2. Pengawasan Terhadap Pedagang Eceran
Pemerintah Kota Medan juga mengingatkan pedagang eceran agar tidak memanfaatkan situasi untuk menaikkan harga atau melakukan praktik jual beli ilegal. Dinas terkait akan melakukan pengawasan bersama aparat penegak hukum.
Langkah ini penting untuk menjaga stabilitas harga dan memastikan distribusi BBM tetap berjalan normal. Masyarakat pun diminta untuk melaporkan jika menemukan praktik kecurangan.
3. Klarifikasi dari Pertamina
Sales Area Manager Retail Medan Pertamina, Tito Rivanto Marsono, memastikan bahwa stok BBM untuk semua produk di Kota Medan masih dalam kondisi aman. Ia juga menegaskan bahwa pasokan akan tetap terjaga menjelang dan sesudah Hari Raya Idulfitri.
“Tidak ada masalah terkait suplai kapal dan sebagainya. Mobil tangki juga akan ada penambahan, begitu juga dengan sopirnya,” ujar Tito.
Tabel Ketersediaan BBM di Kota Medan
Berikut adalah rincian ketersediaan BBM berdasarkan data dari Pertamina Patra Niaga Regional Sumbagut per tanggal 7 Maret 2026:
| Jenis BBM | Stok | Status |
|---|---|---|
| Pertalite | Aman | Stabil |
| Pertamax | Aman | Stabil |
| Pertamax Turbo | Aman | Stabil |
| Solar | Aman | Stabil |
| Dexlite | Aman | Stabil |
Penyebab Antrean Panjang di SPBU
Antrean panjang di SPBU bukan hanya soal ketersediaan BBM. Ada beberapa faktor yang memicu antrean ini, baik dari sisi konsumen maupun distribusi.
1. Panic Buying oleh Masyarakat
Salah satu penyebab utama adalah panic buying. Warga yang khawatir kehabisan stok akhirnya membeli BBM lebih dari kebutuhan. Padahal, stok BBM di Medan masih stabil.
2. Penimbunan oleh Oknum Tertentu
Ada oknum-oknum yang memanfaatkan situasi untuk menimbun BBM. Mereka menggunakan jeriken atau alat sejenis untuk membeli BBM dalam jumlah besar, lalu menjualnya kembali dengan harga lebih mahal.
3. Kurangnya Sosialisasi
Banyak masyarakat yang tidak mendapat informasi yang jelas tentang ketersediaan BBM. Hal ini memicu kekhawatiran yang berlebihan dan akhirnya berujung pada pembelian impulsif.
Tips Bijak Menggunakan BBM
Agar tidak terjebak dalam antrean panjang dan membantu menjaga stabilitas distribusi BBM, masyarakat bisa mengikuti beberapa tips berikut.
1. Beli Sesuai Kebutuhan
Hindari membeli BBM lebih dari yang dibutuhkan. Gunakan BBM secara bijak dan sesuai kebutuhan harian atau mingguan.
2. Hindari Menggunakan Wadah Tambahan
Membawa jeriken atau wadah tambahan hanya akan memicu kecurigaan dan menimbulkan antrean.
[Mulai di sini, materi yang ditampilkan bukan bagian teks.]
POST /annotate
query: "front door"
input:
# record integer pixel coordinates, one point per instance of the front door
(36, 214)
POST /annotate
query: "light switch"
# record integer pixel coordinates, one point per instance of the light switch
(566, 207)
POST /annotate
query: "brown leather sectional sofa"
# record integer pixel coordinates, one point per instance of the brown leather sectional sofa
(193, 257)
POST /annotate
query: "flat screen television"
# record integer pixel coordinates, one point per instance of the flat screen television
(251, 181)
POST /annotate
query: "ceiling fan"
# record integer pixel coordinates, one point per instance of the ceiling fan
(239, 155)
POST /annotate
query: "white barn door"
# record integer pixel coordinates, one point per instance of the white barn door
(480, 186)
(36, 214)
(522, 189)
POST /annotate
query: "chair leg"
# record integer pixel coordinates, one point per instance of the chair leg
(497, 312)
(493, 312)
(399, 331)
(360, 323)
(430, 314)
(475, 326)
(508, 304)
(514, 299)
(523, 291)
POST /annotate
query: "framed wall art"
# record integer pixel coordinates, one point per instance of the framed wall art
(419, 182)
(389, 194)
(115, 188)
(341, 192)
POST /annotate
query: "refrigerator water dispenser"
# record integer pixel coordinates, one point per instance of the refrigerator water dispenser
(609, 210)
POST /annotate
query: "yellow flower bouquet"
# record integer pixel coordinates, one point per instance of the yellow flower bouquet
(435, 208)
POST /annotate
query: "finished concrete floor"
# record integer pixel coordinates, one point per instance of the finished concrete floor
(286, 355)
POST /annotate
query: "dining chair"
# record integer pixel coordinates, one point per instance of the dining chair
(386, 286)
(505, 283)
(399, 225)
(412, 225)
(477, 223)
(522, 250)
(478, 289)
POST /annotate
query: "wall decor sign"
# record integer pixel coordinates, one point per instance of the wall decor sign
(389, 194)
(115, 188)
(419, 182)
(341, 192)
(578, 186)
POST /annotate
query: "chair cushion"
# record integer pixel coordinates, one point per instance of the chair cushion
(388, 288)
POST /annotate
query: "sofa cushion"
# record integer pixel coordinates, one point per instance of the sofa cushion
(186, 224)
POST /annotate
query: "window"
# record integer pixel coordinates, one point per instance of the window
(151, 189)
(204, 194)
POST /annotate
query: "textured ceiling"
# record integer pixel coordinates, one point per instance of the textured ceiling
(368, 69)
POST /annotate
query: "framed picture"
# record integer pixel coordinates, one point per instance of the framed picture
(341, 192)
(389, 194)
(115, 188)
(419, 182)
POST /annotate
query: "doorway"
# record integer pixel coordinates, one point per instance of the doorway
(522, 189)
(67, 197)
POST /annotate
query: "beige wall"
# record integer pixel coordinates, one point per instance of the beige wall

Gunakan tangki kendaraan saja untuk pengisian BBM.
3. Pilih Waktu Pengisian yang Tepat
Hindari mengisi BBM di jam sibuk. Pilih waktu di luar jam padat, seperti pagi dini hari atau sore menjelang malam, agar tidak terjebak kemacetan.
Peran Pemerintah dalam Menjaga Stabilitas BBM
Pemerintah Kota Medan tidak tinggal diam. Selain melakukan kunjungan ke Pertamina, mereka juga memperkuat pengawasan dan sosialisasi.
1. Koordinasi dengan Pertamina
Pemerintah terus berkoordinasi dengan Pertamina untuk memastikan pasokan BBM tetap lancar. Termasuk memastikan mobil tangki dan sopir yang cukup untuk distribusi.
2. Sosialisasi Kepada Masyarakat
Melalui berbagai media, pemerintah menyosialisasikan bahwa stok BBM aman dan tidak perlu panik. Tujuannya agar masyarakat tidak terjebak dalam pembelian berlebihan.
3. Pengawasan Harga dan Distribusi
Dinas terkait akan terus memantau harga dan distribusi BBM di lapangan. Jika ditemukan praktik kecurangan, akan ditindak tegas sesuai hukum yang berlaku.
Kesimpulan
Antrean panjang di SPBU Kota Medan memang mengundang perhatian. Tapi, dengan stok BBM yang masih aman dan langkah-langkah antisipasi dari pemerintah, situasi ini bisa dikendalikan. Kunci utamanya ada di tangan masyarakat: bijak dalam membeli dan tidak terjebak dalam panic buying.
Jika semua pihak berperan sesuai tanggung jawabnya, antrean panjang bisa diminimalisir. Masyarakat tenang, distribusi BBM lancar, dan harga tetap stabil.
Disclaimer: Informasi dalam artikel ini bersifat terbatas dan dapat berubah sewaktu-waktu tergantung pada kondisi lapangan dan kebijakan pemerintah. Data stok BBM bersifat dinamis dan dapat berbeda dari waktu ke waktu.